Como funcionará o cashback para famílias de baixa renda?

Existem algumas regras. Vai depender do item, por exemplo, o botijão de gás, ele vai ter 100% de retorno, para o CBS, que é um imposto federal, e 20% do IBS, que é o imposto estadual  e municipal. Isso aí retorna para o cidadão. Itens como luz, água, entre outros também tem a mesma distribuição de alíquota de retorno, 100% de CBS e 20% de IBS. E todos os outros demais itens terão um retorno de 20% em cima do IBS, dada a classificação a ser divulgada pelo governo. Então, o cashback tem, mais ou menos, essa lógica, ou seja, no geral o IBS está sendo em 20% de retorno, e o CBS  um pouco mais, a depender da essenciabilidade do bem.

E o imposto seletivo? Como ele funciona?

O imposto seletivo, popularmente conhecido como imposto do pecado, é um imposto mais elevado para produtos que são essencialmente prejudiciais à saúde ou ao meio ambiente. Então, à saúde: bebidas alcoólicas e cigarros, por exemplo, são itens que estão sendo punidos nesse imposto seletivo.

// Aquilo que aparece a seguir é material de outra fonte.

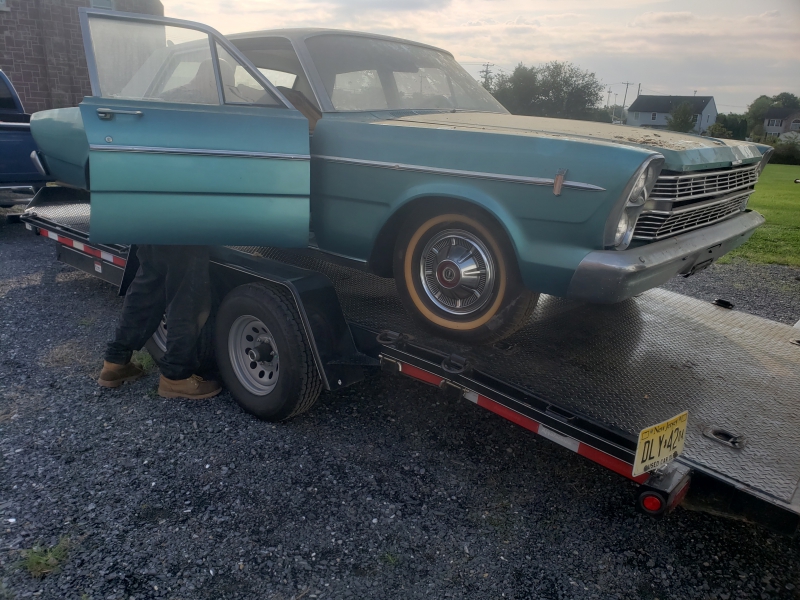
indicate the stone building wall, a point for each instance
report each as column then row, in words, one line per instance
column 41, row 48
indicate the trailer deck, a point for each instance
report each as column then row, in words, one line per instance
column 590, row 377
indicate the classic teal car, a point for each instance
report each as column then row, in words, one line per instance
column 386, row 153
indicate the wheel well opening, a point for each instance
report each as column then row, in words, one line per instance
column 380, row 261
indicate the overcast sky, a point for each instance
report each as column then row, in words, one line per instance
column 733, row 50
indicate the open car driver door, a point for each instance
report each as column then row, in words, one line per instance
column 188, row 142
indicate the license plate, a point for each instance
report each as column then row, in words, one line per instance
column 660, row 444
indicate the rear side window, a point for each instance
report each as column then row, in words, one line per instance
column 358, row 90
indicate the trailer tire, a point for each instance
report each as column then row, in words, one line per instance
column 206, row 359
column 285, row 383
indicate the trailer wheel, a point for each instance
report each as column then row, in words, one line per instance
column 457, row 275
column 263, row 357
column 156, row 346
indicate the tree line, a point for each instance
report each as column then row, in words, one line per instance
column 564, row 90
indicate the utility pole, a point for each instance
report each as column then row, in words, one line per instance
column 627, row 83
column 487, row 75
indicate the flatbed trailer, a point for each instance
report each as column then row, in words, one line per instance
column 587, row 377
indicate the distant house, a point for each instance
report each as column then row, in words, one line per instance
column 781, row 120
column 652, row 111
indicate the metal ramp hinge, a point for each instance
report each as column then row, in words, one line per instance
column 456, row 364
column 393, row 338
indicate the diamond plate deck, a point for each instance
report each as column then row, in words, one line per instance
column 635, row 364
column 71, row 214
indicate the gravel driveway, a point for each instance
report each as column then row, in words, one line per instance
column 385, row 490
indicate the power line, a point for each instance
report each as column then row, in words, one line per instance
column 487, row 75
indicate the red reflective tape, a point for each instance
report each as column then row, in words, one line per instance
column 611, row 462
column 116, row 260
column 509, row 414
column 416, row 373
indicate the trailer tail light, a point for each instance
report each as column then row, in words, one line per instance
column 652, row 503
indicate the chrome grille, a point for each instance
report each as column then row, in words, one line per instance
column 678, row 188
column 655, row 225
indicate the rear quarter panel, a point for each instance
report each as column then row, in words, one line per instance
column 62, row 141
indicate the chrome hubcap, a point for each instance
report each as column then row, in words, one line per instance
column 457, row 272
column 253, row 355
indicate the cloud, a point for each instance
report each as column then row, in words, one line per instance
column 390, row 5
column 726, row 48
column 651, row 18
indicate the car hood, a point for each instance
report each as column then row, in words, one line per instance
column 683, row 151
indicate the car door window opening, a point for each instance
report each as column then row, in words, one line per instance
column 154, row 61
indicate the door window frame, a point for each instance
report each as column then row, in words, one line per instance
column 213, row 35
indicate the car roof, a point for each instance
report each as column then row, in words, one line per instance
column 301, row 34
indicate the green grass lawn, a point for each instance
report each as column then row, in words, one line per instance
column 777, row 197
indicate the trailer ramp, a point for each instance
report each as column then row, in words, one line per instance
column 588, row 377
column 628, row 366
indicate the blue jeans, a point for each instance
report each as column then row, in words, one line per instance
column 171, row 280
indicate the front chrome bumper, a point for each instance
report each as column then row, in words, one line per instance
column 607, row 276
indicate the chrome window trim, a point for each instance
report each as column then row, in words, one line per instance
column 198, row 152
column 543, row 181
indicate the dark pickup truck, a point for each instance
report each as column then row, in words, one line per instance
column 17, row 170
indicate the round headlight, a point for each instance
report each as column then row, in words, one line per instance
column 639, row 199
column 622, row 228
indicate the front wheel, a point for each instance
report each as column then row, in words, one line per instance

Ao meio ambiente: a gente tem aí carros, itens que têm uma geração de descarte de baterias, dentre outros.  Então, aquilo que torna a saúde humana pior, ou o meio ambiente pior está sendo punido, anteriormente, pelo imposto seletivo, pensando que lá na frente você tem o gasto com isso. Um exemplo: um fumante, que lá na frente pode utilizar o serviço do SUS (Sistema Único de Saúde) para poder fazer o tratamento de alguma sequela, oriunda do cigarro,  ele já paga o imposto pensando que, lá na frente, caso tenha que usar o serviço de saúde, ele já pagou mais por isso. Aí o sistema de saúde consegue fazer o tratamento dele porque teve esse recurso adicional lá atrás, caso ele não tenha dinheiro para bancar de forma privada. Então, a lógica é mais ou menos essa, você já cobra antes pensando no uso lá futuro.